Rick Rubin, as we all know, founded Def Jam records in his NYU dorm room in 1983. He's since gone on to reinvent the careers of The Red Hot Chili Peppers, Johnny Cash, Neil Diamond, the Dixie Chicks and countless other acts. This week's New York Times magazine looks at his latest challenge: saving Columbia Records and, quite possibly, the record industry itself.
The piece is an interesting take on an industry in full-fledged panic mode. With CD sales plummeting and companies like Apple reaping the lion's share of music download profits, once-dominant labels are struggling just to stay viable.
My question: Do we even need major record companies? Rubin seems to think so, pointing to their ability to spread new music to the masses. Yet one of his latest obsessions -- British-born Paul Potts -- has achieved notoriety almost entirely through YouTube. The primary asset of record labels is their ability to set artists up with record contracts, studios, and professional producers. But with technology becoming more affordable, there are countless smaller labels able to perform these same functions (albeit with the exception of a long-term record deal, though those aren't much use if all the major labels fold a few years hence).

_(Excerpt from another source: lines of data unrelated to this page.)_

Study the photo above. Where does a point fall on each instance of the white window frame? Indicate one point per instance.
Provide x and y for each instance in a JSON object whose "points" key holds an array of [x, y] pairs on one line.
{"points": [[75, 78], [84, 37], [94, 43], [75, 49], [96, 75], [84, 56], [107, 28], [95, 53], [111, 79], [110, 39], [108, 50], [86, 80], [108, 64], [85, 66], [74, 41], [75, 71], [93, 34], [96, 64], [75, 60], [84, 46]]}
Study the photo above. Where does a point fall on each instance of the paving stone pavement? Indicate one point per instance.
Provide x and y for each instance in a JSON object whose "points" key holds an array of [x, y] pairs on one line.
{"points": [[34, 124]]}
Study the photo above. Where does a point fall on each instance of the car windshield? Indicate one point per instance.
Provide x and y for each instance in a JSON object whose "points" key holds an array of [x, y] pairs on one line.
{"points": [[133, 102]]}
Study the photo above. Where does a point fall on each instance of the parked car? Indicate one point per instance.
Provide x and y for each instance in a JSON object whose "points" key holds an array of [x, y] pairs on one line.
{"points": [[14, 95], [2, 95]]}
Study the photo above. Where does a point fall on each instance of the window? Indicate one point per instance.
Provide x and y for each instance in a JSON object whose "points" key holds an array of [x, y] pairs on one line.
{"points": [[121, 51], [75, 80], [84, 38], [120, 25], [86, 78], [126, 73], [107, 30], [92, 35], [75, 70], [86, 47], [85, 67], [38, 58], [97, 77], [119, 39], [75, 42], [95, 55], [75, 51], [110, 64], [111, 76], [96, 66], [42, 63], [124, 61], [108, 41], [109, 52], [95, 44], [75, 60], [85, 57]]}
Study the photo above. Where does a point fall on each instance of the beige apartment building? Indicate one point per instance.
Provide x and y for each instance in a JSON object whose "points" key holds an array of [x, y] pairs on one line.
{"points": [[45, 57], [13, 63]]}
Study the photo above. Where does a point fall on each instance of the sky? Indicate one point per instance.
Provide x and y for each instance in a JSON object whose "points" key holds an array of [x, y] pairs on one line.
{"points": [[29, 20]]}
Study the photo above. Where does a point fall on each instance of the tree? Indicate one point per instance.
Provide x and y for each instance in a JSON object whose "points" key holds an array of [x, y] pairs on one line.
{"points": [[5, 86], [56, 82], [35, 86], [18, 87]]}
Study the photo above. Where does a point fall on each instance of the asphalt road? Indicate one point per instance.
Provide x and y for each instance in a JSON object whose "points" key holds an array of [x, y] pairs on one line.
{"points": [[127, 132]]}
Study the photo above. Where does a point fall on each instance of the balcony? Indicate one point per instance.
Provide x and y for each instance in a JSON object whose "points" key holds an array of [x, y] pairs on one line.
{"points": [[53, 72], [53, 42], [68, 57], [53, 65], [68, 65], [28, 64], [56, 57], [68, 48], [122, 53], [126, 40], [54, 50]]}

The piece reminded me of an oped in today's Journal by Michael Lynton, CEO of Sony Pictures Entertainment. (Sony, by the way, owns Columbia.) Lynton argues that contrary to assertions by the likes of Thomas Friedman, globalization is not "making the world more homogeneous." Instead, he says, while Hollywood films once flourished in foreign countries, these same markets are now being dominated by locally produced films. This, one imagines, is once again a product of the increasing affordability of technology, with the expanding wealth afforded by globalized trade, and Hollywood itself responding to new market demands.
Wealth and technology are decentralizing the power once afforded to the big players dominating industries like music and cinema, enabling up-and-coming talents to create mass followings unassisted.
So, can music survive without institutions like Columbia and Capitol? Hard to see why not.